Is there a way to have static content generated from Rails templates without going through the empty controller nonesense? Sometimes a site, especially an old one, has lost of static content and a few forms where only the forms need to be handled by Rails but it is necessary for Rails to use the same templates as required by the static content.

gvim

Maybe high voltage gem will work for you.

https://github.com/thoughtbot/high_voltage

At first glance this looks way over-complicated for what I had in mind. I would like to have the option to run some kind of rake task which can identify erb templates for static generation and publish them to the public directory. I could simply use Middleman but then I have to keep my templates and assets in sync with my Rails templates so not ideal.

gvim

It's not complicated. Install the gem. Create a directory. Use page_path route with the file name to generate links. I'm not sure how you get simpler than that.

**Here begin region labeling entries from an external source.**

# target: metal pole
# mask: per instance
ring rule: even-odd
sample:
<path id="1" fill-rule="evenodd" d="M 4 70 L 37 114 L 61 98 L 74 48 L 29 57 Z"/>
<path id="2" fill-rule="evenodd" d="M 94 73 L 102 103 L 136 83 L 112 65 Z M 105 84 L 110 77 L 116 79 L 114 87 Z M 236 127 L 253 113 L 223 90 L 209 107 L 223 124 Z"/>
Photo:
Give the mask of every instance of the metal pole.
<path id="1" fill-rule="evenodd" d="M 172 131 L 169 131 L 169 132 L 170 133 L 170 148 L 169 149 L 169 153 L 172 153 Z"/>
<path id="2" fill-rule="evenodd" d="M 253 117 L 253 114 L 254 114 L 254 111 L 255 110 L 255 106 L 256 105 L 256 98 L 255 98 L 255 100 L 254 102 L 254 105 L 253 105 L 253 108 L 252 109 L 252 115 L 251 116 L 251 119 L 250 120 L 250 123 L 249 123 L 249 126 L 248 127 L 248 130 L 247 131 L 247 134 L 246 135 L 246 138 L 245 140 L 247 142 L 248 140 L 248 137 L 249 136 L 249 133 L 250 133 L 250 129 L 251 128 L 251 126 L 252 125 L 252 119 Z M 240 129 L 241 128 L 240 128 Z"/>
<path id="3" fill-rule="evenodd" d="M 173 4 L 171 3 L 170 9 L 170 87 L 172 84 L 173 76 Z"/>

If you want a non rails way, put the pages in the public directory.

Seems like you could have been finished with either high voltage or public in the time it took you to publish another comment.

Can one use erb in the public directory?

Colin

Please ignore the snarky comment at the end of the last comment and the stuff about just or putting in the public directory. I re-read your comment on Middleman and got a better feeling for what you are trying to do.

The snark was me being out of my mind.

Back on topic how dynamic is the erb you have? Are there models to go through? Are the links hard coded or generated from link_to statements? Maybe some sample pages would be helpful to offer suggestions.

I don't think you can use erb in public. I don't think they'd be parsed to html outside of the app area.

That's what I thought.

Colin

It's just basic headers and footers really with <title> dynamic. I'm moving a Perl CGI::Application app to Rails. Most of the files are static and were generated with Perl Template::Toolkit. The company is looking to do bigger things so I thought I'd port everything to Rails in preparation. Rails will just handle the forms for now. Didn't like the way Middleman seems to require a duplicate copy of all the assets.